On Aug. 22, 1992, an FBI sniper killed Weaver’s wife, Vicki, as she stood behind a door holding a baby. The sniper said he did not see her and was aiming at Randy Weaver’s friend, Kevin Harris, who was armed and retreating to the cabin.
The snipers had been told they “could and should” use deadly force on any armed adult male in the open.
Freeh, who left a federal judgeship to become FBI director in September 1993, decided earlier this year that the sniper believed he had complied with the long-standing rule, not the one devised for the Idaho situation.
Freeh primarily blamed Eugene Glenn, FBI field commander at the scene, and Richard Rogers, FBI hostage rescue team chief, for the faulty rule. But they have sworn that it was approved by then-Assistant FBI Director Larry Potts at headquarters. Potts denies that.
Neither field nor headquarters officials intended to write a “shoot-on-sight” rule, said Freeh, himself a former FBI agent and federal prosecutor. But except for the 11 snipers, he said, “Law enforcement personnel at the scene, including FBI agents, were not fully briefed and many thought the rule was a shoot-on-sight policy.”

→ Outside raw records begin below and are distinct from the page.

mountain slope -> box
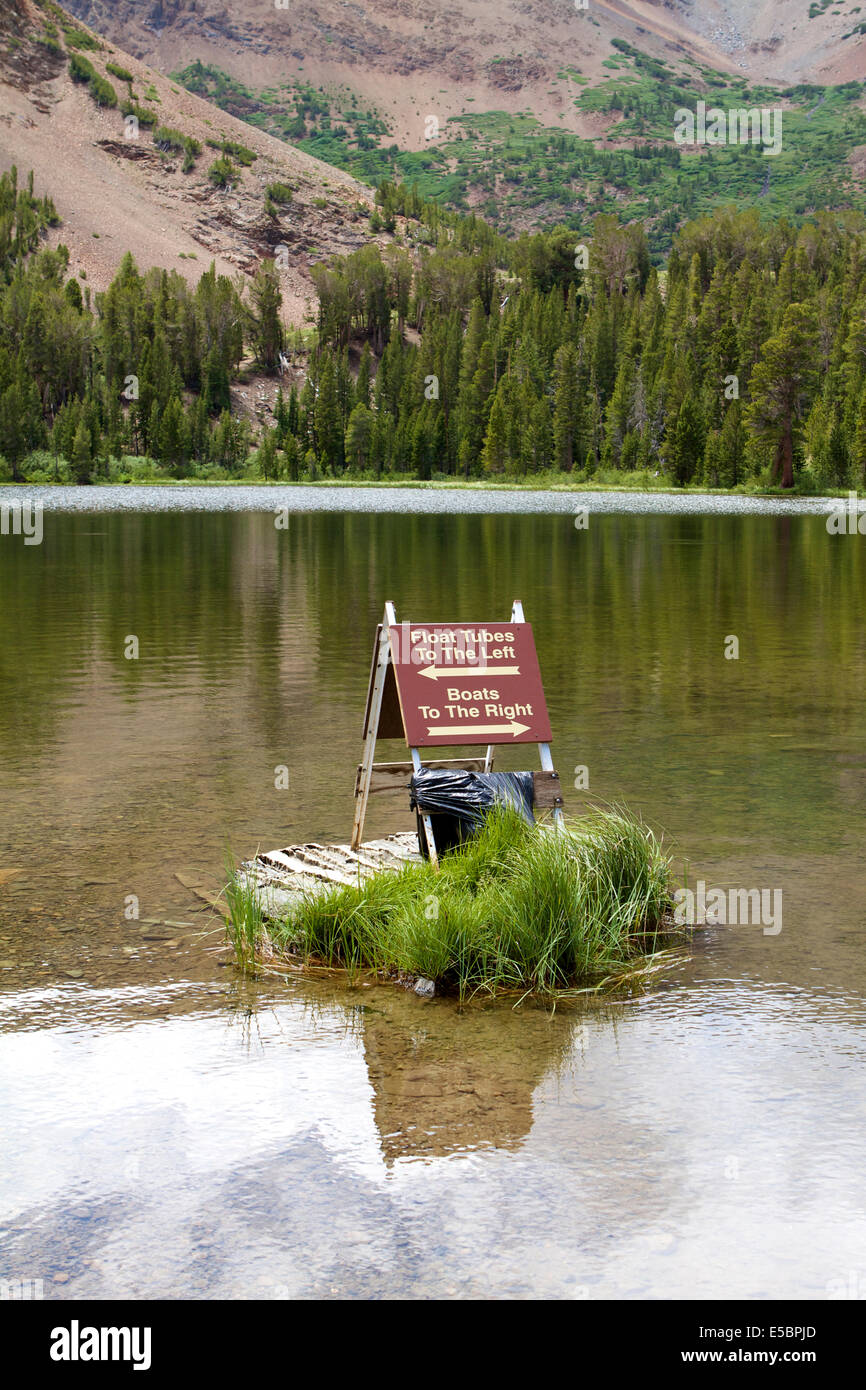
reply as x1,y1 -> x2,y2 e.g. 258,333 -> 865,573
55,0 -> 866,253
42,0 -> 745,149
61,0 -> 866,134
0,0 -> 380,318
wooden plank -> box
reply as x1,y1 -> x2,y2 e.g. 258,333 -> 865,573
511,599 -> 563,827
538,744 -> 565,826
532,769 -> 564,810
245,833 -> 424,919
353,757 -> 487,798
260,849 -> 359,887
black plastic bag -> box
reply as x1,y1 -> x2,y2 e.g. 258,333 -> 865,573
409,767 -> 535,856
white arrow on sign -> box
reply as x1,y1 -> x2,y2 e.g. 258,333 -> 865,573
426,720 -> 531,738
419,664 -> 521,681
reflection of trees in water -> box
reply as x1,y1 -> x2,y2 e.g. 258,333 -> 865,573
307,509 -> 866,732
0,512 -> 313,755
3,509 -> 863,846
309,510 -> 866,851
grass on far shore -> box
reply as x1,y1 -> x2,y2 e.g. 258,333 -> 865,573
1,451 -> 849,498
227,806 -> 681,1001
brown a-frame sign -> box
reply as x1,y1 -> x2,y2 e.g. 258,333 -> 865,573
352,600 -> 563,866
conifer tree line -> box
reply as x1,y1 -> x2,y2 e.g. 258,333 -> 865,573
2,165 -> 865,490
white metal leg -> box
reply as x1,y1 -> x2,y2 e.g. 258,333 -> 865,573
411,746 -> 439,869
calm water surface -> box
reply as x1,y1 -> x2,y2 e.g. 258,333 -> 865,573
0,491 -> 864,1299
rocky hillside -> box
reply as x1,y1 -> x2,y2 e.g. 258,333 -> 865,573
60,0 -> 866,142
0,0 -> 383,319
39,0 -> 738,148
51,0 -> 866,252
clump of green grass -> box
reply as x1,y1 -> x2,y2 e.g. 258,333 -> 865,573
225,856 -> 264,973
228,807 -> 677,1000
62,26 -> 103,53
68,51 -> 96,84
88,74 -> 118,108
220,138 -> 257,166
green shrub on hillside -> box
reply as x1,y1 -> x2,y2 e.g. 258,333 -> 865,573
154,125 -> 202,171
68,54 -> 116,108
266,180 -> 293,205
207,155 -> 237,187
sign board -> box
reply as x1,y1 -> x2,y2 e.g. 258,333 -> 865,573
351,600 -> 561,857
388,622 -> 552,746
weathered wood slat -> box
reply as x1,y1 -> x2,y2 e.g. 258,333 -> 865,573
246,834 -> 423,918
532,769 -> 564,809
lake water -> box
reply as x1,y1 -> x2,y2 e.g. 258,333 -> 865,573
1,489 -> 864,1299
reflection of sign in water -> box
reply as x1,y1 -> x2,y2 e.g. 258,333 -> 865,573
391,624 -> 552,747
360,990 -> 575,1163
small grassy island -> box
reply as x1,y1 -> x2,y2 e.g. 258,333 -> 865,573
227,807 -> 683,1000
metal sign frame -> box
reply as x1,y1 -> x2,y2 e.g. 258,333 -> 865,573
351,600 -> 562,866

The longstanding rule required that an agent make two decisions before shooting: that life was endangered and that deadly force was necessary to remove the danger. In revising the rule, Freeh said, FBI officials intended to make only the danger judgment in advance, leaving the agents to decide when deadly force was necessary to avert harm.

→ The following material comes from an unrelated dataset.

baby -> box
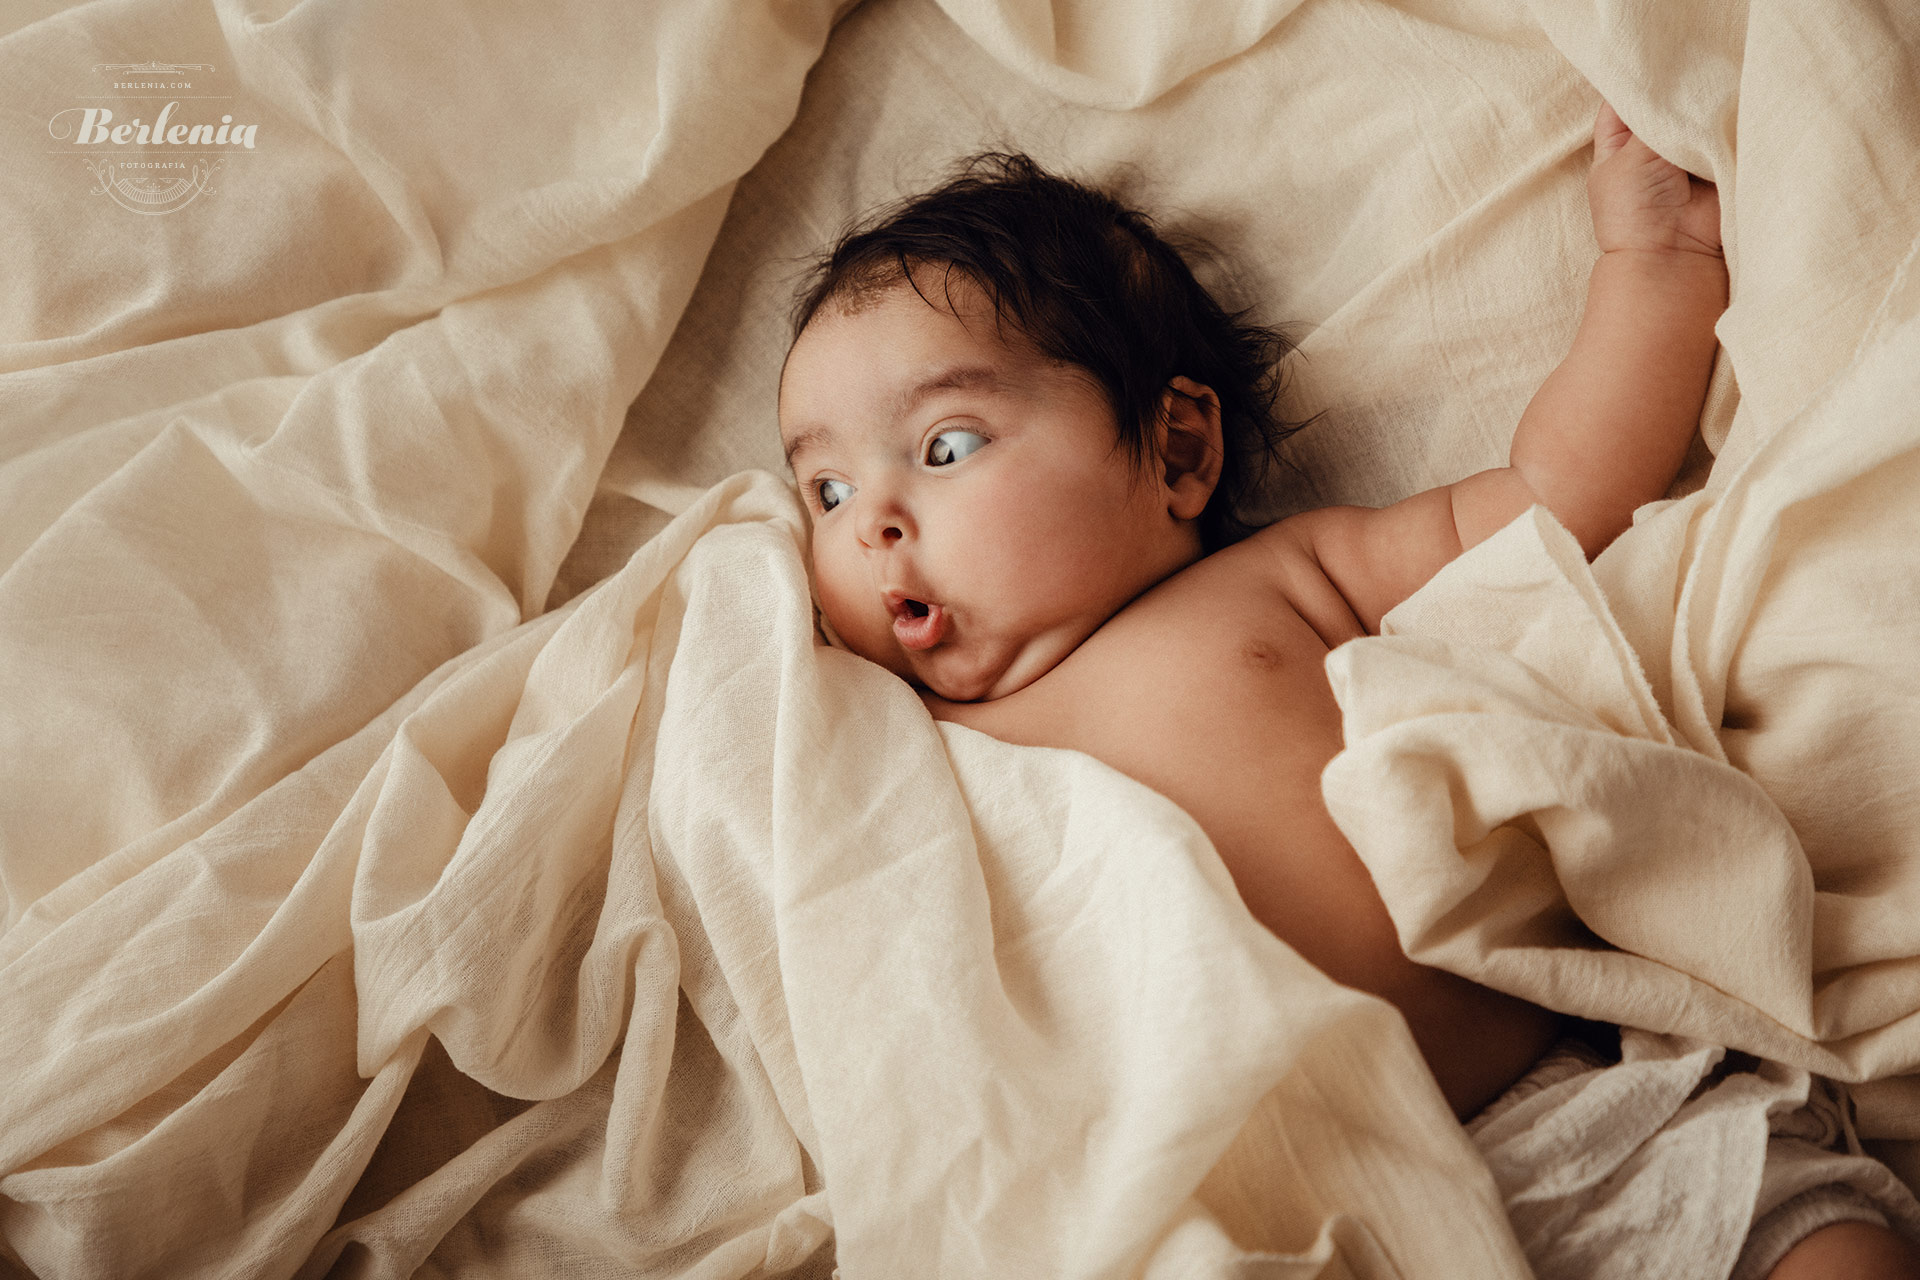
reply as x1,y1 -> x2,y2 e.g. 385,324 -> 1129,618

From now on, Freeh said, “We are not going to use the deadly force rule to convey the danger. We’ll do that separately in a threat advisory.”

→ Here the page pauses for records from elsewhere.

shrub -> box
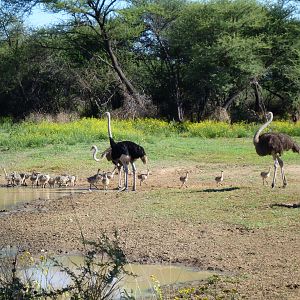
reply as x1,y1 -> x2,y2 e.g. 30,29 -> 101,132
0,118 -> 299,150
0,231 -> 133,300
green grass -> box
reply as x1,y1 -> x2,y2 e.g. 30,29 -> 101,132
0,118 -> 299,231
130,186 -> 300,230
0,136 -> 299,173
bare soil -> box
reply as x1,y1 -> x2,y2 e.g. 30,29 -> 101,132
0,165 -> 300,299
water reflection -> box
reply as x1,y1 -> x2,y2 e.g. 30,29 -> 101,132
0,188 -> 79,210
122,263 -> 213,299
24,256 -> 213,299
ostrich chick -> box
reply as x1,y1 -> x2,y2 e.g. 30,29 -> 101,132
48,177 -> 56,188
101,172 -> 110,190
3,168 -> 13,186
180,171 -> 189,188
67,175 -> 77,187
91,145 -> 122,189
215,171 -> 224,186
12,172 -> 22,186
87,169 -> 102,190
19,173 -> 29,186
260,167 -> 271,185
138,169 -> 150,186
56,175 -> 69,187
29,171 -> 39,187
38,174 -> 50,188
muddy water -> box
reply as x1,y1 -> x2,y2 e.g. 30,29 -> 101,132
24,256 -> 213,299
122,263 -> 213,298
0,188 -> 79,210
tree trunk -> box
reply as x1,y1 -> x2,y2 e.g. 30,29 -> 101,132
222,89 -> 243,111
91,8 -> 149,117
251,79 -> 266,117
104,37 -> 138,98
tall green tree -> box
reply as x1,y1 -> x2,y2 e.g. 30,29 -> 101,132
42,0 -> 153,117
4,0 -> 154,117
167,0 -> 270,120
128,0 -> 187,120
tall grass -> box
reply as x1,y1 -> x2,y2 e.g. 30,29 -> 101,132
0,118 -> 299,150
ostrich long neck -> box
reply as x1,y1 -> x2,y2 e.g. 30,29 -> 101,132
105,112 -> 116,147
253,112 -> 273,145
3,168 -> 8,177
92,146 -> 100,162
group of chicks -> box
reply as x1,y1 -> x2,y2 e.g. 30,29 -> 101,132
87,168 -> 115,190
179,170 -> 224,188
87,168 -> 150,190
180,167 -> 272,188
2,168 -> 77,188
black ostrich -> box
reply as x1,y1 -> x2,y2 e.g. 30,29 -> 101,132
105,111 -> 147,191
253,111 -> 300,188
91,145 -> 123,189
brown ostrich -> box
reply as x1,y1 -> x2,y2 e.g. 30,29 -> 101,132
253,111 -> 300,188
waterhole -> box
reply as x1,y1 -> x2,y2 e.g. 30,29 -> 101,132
23,255 -> 213,299
0,187 -> 80,210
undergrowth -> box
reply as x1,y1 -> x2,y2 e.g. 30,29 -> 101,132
0,118 -> 299,150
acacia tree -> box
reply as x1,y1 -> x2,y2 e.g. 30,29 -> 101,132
0,5 -> 31,117
260,0 -> 300,119
167,0 -> 269,121
6,0 -> 152,117
128,0 -> 187,121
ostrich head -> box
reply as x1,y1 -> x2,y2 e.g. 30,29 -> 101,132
138,146 -> 148,164
266,111 -> 273,121
91,145 -> 97,152
141,155 -> 148,164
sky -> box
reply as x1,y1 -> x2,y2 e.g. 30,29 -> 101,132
25,0 -> 129,27
26,6 -> 65,27
25,1 -> 300,27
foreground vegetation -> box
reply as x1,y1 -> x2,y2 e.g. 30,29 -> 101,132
0,236 -> 241,300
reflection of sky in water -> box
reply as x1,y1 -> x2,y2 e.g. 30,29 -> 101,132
0,188 -> 81,210
22,256 -> 213,299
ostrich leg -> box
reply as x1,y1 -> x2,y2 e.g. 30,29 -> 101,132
131,162 -> 137,191
118,155 -> 130,191
277,157 -> 287,187
122,163 -> 129,191
117,165 -> 123,189
271,157 -> 279,188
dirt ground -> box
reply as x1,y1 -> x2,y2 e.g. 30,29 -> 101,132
0,165 -> 300,299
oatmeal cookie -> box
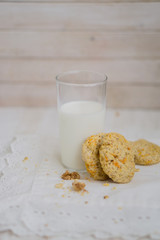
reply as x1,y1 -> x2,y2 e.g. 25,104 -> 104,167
82,133 -> 108,180
99,133 -> 135,183
131,139 -> 160,165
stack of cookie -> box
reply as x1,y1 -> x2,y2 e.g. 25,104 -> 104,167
82,132 -> 160,183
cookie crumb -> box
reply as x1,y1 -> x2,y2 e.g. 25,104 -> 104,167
135,168 -> 140,172
112,187 -> 117,190
85,201 -> 88,204
61,170 -> 80,180
72,180 -> 86,191
23,157 -> 28,162
81,189 -> 89,196
103,183 -> 109,186
55,183 -> 64,189
118,207 -> 123,210
84,177 -> 91,181
104,195 -> 109,199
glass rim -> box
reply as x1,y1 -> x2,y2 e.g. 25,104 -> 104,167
56,70 -> 107,87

During the interview late Wednesday, Freeh admitted he misjudged how the public would react last January when he recommended Potts for promotion to the bureau’s No. 2 job while simultaneously censuring him for poorly overseeing the shooting rule at Ruby Ridge.
“The perception outside the FBI was that it was not a serious censure, because at the same time I was talking about promoting him,” Freeh said. “I should have been more sensitive to that perception.”
Since demoted, Potts and four other managers at FBI headquarters have been suspended with pay. The Justice Department is conducting a criminal investigation into whether they covered up their approval of the revised rule.
Two of the five suspended FBI managers have admitted destroying FBI documents during internal Ruby Ridge investigations; a third has admitted knowing of their destruction, according to a senior Justice official, who spoke only on condition of anonymity. Potts’ attorney has denied any misconduct on his part.
As Freeh awaits results of the Justice Department probe and Senate hearings next month, he said the allegations “go to the heart of what we do, the single most essential part of our mission, which is to fairly and properly develop all of the facts.”
Noting that FBI officials are alleged to have “interfered with an investigation, obstructed justice or made false statements,” Freeh said, “I can’t think of a more serious charge to make against an FBI agent than one that goes to the honesty of his or her investigations. There’s nothing more shocking.”